I've been a Drupal developer for a number of years now. I use it for everything from e-commerce stores to blogs to gaming sites to tiny 5-page brochure-ware websites. It has served my needs really well and will continue to into the future.

However, over the past 4 weeks, I've been working extensively with WordPress and I've realised that it has a place in my world, too. I wouldn't use it for anything too hectic but for blogging and basic websites for SMEs, it beats Drupal every time. You can go from zero-to-blogging in just as long as it takes you to upload WordPress to your host and install it. With Drupal, you need to put in a bit of work to make blogging easy and fun. (Image handling, rich-text editing, etc, all require a bit of configuring before they'll work seamlessly.)

But it's not all sunshine and roses.

The biggest problem I have with WordPress and, specifically, its plugins, is that they allow too much room for error. Drupal has strict standards on how to write modules and how they need to interact with the rest of the Drupal infrastructure whereas WordPress allows you to do pretty much whatever you want. That might sound nice but it means that anyone can throw up a piece of code in the middle of nowhere and it will work. That probably still sounds nice until the project begins to grow and all those bits of code thrown up start unsticking.

(Of course, if you know what you're doing, solid coding standards will go a long way into coding up a WordPress site that any professional PHP coder would be proud of.)

WordPress reminds me of early PHP. PHP forgave everything and allowed the newest of the newest newbies to get coding in minutes or hours instead of months. It was great but, as time went by, I realised that the ease with which I could program PHP also meant that my code was too buggy and prone to security problems.

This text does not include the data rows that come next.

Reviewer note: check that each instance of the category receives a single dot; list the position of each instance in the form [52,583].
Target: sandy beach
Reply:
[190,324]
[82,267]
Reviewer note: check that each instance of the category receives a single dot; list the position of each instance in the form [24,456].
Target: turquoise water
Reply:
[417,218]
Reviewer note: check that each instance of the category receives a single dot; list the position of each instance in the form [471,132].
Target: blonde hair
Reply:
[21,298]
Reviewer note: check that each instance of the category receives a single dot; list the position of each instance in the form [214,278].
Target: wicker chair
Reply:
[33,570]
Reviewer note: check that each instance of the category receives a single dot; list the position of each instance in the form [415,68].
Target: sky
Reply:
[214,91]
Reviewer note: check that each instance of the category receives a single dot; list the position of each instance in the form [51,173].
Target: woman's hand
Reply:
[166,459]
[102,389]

Over time, the PHP people fixed things (like having global variables enabled by default) and PHP started looking more and more like a real programming language. That seems, to me, to be what's happening with WordPress. Bit by bit, with each new release it's encouraging good habits and good coding.

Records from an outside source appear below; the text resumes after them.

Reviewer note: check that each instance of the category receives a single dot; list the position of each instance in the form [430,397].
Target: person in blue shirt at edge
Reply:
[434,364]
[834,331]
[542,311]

It's worth keeping in mind that I don't just "use" these CMSes, I program advanced functionality into them every day. For me, a good CMS has to be more of a PHP framework and less of a blogging tool. That's why I fell in love with Drupal. With Drupal, the same amount of effort can take you from "installed" to "blog" as what it would take to get you to "gallery" or "article site" or "basic mailing system" or "simplistic CRM" or "ad serving engine" or or or...

With powerful tools like Views, CCK, ImageCache and more, I can create for R20,000 what I normally would code from scratch for R90,000. That's the rub. With WordPress, I still have to charge that much because I'll have to do a LOT more coding to arrive at the same end-result.

So WordPress is great and I'll keep using it for blogs and simple projects but for the REALLY important, hardcore stuff, I'm sticking with Drupal.